Exercise 5.20.1 in Brezis' Functional Analysis is stated as follows
Let $(H, \langle \cdot, \cdot \rangle)$ be a real Hilbert space. Let $S :H \to H$ be a bounded linear operator such that $\langle Su, u \rangle \ge 0$ for all $u \in H$. Let $N(S)$ be the kernel of $S$ and $R(S)$ the range of $S$. Then $N(S) = R(S)^\perp$.
At page 45 of the same book, we have
Corollary 2.18. Let $E, F$ be Banach spaces. Let $A: D(A) \subset E \rightarrow F$ be an unbounded linear operator with $D(A)$ a vector subspace of $E$. Let $A$ be densely defined, i.e., $D(A)$ is dense in $E$. Let $A$ be closed, i.e., its graph is closed in $E \times F$. If $A^*: D(A^*) \subset F^* \rightarrow E^*$ is the adjoint operator of $A$, then $$ \begin{aligned} N(A) & =R\left(A^{*}\right)^{\perp}, \\ N\left(A^{*}\right) & =R(A)^{\perp}, \\ N(A)^{\perp} & \supset \overline{R\left(A^{*}\right)}, \\ N\left(A^{*}\right)^{\perp} & =\overline{R(A)} . \end{aligned} $$
Let $S$ be the operator in Exercise 5.20.1 and $S^*$ its adjoint. Then Corollary 2.18. implies that $N(S) = N(S^*)$ and $R(S)^\perp = R(S^*)^\perp$.

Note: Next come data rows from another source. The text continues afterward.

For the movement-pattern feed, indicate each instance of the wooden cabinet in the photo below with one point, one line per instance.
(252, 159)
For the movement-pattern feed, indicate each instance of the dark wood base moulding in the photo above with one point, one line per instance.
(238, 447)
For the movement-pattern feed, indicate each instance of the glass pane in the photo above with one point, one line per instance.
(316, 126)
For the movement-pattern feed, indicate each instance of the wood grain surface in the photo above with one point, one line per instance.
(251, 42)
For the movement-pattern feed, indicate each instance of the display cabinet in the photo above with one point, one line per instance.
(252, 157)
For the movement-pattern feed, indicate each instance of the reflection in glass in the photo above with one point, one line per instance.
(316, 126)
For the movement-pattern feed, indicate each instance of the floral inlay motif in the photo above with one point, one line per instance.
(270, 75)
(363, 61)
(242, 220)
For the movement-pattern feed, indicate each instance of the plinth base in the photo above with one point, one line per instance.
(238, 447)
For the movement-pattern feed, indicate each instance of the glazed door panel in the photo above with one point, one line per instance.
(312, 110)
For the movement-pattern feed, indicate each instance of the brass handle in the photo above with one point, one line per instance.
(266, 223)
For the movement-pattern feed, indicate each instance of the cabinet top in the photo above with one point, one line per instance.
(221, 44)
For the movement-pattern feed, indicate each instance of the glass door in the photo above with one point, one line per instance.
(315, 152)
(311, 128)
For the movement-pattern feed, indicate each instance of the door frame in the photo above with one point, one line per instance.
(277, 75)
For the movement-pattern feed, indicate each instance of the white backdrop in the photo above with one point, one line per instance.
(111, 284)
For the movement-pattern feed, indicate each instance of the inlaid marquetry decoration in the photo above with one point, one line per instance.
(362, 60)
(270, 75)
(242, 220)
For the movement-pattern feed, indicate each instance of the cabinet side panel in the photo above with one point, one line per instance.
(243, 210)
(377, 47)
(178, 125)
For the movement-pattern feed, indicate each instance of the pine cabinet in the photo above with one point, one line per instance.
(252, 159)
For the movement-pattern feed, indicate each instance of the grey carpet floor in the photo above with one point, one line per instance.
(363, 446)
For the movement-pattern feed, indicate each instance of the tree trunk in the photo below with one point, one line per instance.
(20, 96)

- Is it true that $R(S) = R(S^*)$?
- Is there a geometric meaning of the condition $\langle Su, u \rangle \ge 0 \quad \forall u \in H$?

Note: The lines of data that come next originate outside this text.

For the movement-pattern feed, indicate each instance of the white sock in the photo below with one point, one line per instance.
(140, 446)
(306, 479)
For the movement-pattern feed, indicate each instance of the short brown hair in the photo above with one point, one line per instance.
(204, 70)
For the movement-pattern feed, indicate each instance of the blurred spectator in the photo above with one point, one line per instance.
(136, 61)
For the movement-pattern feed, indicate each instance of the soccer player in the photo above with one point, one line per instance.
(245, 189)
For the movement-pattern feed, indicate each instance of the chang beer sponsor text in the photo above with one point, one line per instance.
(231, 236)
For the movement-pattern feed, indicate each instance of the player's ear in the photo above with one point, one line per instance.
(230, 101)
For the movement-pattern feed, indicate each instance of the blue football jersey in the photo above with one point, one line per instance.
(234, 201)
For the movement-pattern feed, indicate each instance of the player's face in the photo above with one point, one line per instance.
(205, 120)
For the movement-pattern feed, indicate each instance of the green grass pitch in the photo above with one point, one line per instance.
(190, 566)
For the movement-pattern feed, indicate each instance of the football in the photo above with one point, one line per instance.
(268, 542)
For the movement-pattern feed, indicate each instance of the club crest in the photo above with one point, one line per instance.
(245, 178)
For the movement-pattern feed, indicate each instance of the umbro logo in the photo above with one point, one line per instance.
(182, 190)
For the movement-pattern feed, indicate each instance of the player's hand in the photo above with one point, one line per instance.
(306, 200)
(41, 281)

Thank you so much for your elaboration!
Here is an example that $R(S)\ne R(S^*)$. Let $H=l^2$ and $T$ the right-shift operator. Then $T^*$ is the left-shift and $T^*T=I$. Define $S:=I-T$. Then $$ \langle Su,u\rangle = \langle (I-\frac12 T - \frac12 T^*)u,u\rangle = \frac12 \langle (I- T^*)(I- T)u,u\rangle = \|(I-R)u\|^2. $$ It is easy to check that $N(S)=N(S^*)=\{0\}$.
Let $e_1 = (1,0,\dots)$. Then $S^*e_1 = e_1$, but $e_1 \not\in R(S)$. If $Sv = e_1$ it follows inductively that $v=(1,1,\dots)$, which is not in $l^2$.
The claim $R(S)=R(S^*)$ is true if $R(S)$ (or equivalently $R(S^*)$) is closed.
The condition $\langle Su,u\rangle\ge0$ for all $u$ is equivalent to $\langle (S+S^*)u,u\rangle\ge0$, which means that the self-adjoint (or symmetric) part $\frac12(S+S^*)$ of $S$ is positive semidefinite.